No comprendí sus palabras en aquél momento, pero ahora sí que las entiendo.

-¿Quieres compartir conmigo mi vino y mi pan? -insistí.

-Sí, María, pero no ahora.

«Pero no ahora, no ahora», así me dijo. En estas palabras había la voz del océano, del huracán y del bosque. Y cuando me las dijo, hablaron simultáneamente la Vida con la Muerte.

Acuérdate, amigo mío, y no te olvides, que yo. estaba muerta; que era una mujer que se había divorciado de sí misma y vivía lejos de este Yo que hoy ves en mí. Había sido poseída por todos los hombres sin ser de ninguno. Me llamaban mujer libertina y decían que tenía siete demonios. Todos me maldecían y todos me envidiaban; pero cuando el atardecer de sus ojos alboreó en los míos, desaparecieron y se apagaron todos los astros de mis noches y me volví María, únicamente María: una mujer que se había extraviado sobre la tierra que conocía, para luego encontrarse a sí misma en nuevos mundos. Y volví a insistir:

-Ven a mi casa y comparte mi pan y mi vino.

-¿Por qué insistes que yo sea tu huésped? -respondió.

Y le contesté:

-Te ruego que entres en mi casa.

Mientras yo le hablaba, sentía que todo lo que tenía de la tierra y del cielo se reunía en mis palabras y en mis súplicas. Entonces me observó fijamente, y sobre mi espíritu alumbró la luz de sus ojos. Y me dijo:

-Tú tienes muchos amantes, en cambio soy yo el único que te ama. Los demás hombres se aman a sí mismos a tu lado, pero yo quiero y amo tu alma. Los demás hombres ven en ti una belleza que se marchita antes de la terminación de sus años, pero la hermosura que yo veo en ti no se marchitará jamás. En el otoño de tus días no temerá aquella Belleza mirarse a sí misma en un espejo, y nadie podrá acusarla ni denigrarla. Sólo yo amo lo que es invisible en ti.
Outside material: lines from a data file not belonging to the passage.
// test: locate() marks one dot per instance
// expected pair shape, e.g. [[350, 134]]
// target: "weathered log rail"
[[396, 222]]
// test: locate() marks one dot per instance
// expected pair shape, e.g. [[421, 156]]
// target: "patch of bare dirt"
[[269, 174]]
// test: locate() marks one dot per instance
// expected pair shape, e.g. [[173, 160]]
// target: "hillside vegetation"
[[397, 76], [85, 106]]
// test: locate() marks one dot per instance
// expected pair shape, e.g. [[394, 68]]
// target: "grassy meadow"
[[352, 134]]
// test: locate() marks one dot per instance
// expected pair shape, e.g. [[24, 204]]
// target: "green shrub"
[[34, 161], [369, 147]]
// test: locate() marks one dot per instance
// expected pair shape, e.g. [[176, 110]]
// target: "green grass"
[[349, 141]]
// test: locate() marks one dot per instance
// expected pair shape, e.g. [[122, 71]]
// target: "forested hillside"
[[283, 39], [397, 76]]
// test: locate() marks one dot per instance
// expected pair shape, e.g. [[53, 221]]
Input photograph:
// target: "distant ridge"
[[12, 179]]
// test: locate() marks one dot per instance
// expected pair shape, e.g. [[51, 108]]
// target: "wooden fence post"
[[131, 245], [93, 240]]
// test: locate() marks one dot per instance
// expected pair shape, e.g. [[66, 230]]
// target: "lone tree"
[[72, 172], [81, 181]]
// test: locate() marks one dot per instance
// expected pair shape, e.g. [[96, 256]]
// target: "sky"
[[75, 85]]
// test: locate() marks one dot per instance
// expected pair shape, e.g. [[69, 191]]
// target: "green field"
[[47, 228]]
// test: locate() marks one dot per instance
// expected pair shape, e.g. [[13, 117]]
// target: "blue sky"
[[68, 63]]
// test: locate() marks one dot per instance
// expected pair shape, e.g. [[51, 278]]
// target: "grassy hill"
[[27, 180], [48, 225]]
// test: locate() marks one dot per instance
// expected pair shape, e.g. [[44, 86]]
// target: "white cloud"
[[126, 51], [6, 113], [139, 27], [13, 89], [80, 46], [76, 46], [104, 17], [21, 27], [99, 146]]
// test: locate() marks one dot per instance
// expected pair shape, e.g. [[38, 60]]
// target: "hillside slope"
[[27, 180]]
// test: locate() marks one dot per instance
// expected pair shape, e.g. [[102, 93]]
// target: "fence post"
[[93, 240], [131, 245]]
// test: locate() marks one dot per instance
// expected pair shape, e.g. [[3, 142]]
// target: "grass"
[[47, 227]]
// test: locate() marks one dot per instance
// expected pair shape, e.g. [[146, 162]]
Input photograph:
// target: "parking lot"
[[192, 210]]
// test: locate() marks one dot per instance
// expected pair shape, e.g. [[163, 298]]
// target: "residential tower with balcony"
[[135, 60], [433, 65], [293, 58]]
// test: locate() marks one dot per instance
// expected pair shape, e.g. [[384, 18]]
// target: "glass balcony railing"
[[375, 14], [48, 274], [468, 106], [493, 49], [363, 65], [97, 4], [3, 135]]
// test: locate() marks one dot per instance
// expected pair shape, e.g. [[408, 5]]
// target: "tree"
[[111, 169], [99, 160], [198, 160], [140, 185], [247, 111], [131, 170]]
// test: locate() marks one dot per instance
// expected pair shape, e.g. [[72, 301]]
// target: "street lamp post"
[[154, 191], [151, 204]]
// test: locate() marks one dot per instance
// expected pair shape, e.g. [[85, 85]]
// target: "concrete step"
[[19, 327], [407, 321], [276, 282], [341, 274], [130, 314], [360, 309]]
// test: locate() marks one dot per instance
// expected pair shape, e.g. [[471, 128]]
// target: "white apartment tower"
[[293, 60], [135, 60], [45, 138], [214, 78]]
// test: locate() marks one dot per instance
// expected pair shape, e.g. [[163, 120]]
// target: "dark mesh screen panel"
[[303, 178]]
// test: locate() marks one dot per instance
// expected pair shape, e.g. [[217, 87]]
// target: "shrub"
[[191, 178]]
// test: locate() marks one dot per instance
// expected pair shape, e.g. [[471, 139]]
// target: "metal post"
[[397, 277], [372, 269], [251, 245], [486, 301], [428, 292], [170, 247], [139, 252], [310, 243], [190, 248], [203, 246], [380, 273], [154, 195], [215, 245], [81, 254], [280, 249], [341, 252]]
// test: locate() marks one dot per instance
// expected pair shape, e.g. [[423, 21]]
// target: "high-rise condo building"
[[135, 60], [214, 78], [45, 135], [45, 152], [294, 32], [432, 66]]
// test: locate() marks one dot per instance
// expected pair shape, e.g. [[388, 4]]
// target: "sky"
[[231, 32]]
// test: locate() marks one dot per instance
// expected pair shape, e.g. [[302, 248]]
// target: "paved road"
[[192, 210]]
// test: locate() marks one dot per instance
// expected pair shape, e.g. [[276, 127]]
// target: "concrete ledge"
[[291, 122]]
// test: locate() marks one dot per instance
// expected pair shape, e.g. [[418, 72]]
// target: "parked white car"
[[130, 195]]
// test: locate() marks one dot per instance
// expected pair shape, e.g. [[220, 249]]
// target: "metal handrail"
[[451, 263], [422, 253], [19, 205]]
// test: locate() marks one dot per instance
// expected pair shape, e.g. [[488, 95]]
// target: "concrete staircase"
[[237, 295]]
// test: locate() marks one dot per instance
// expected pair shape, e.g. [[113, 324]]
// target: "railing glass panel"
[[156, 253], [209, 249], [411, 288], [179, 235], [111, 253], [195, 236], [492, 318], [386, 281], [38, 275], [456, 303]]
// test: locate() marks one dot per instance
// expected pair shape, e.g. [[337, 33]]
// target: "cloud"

Y luego me dijo en voz baja:

-Sigue ahora tu camino, y si no quieres que yo me siente a la sombra de este ciprés tuyo, seguiré yo también el mío.

Y le supliqué llorando:

-Maestro, ven y entra en mi casa. Allí tengo incienso que quemaré ante ti, y una jofaina de plata para lavar tus pies.

Eres un extranjero, pero no lo eres aquí. Por eso te suplico que entres en mi casa.

No bien hube terminado, se levantó y me miró como cuando miran las Estaciones al campo; sonrió y me dijo nuevamente

-Todos los hombres se aman a sí mismos a tu lado, mas yo sólo te amo para tu salvación.

Dijo esto y siguió su camino; pero nadie hubiera podido caminar como él. ¿Habrá nacido en mi jardín algún soplo divino y luego se fue hacia el Levante? ¿Fue una tempestad

que vino a sacudir todas las cosas para volverlas a sus verdaderos cimientos?

No lo supe en ese entonces, -pero en aquel día el atardecer de sus ojos mató la bestia que vivía en mí. Y por eso me volví una mujer, María, María Magdalena.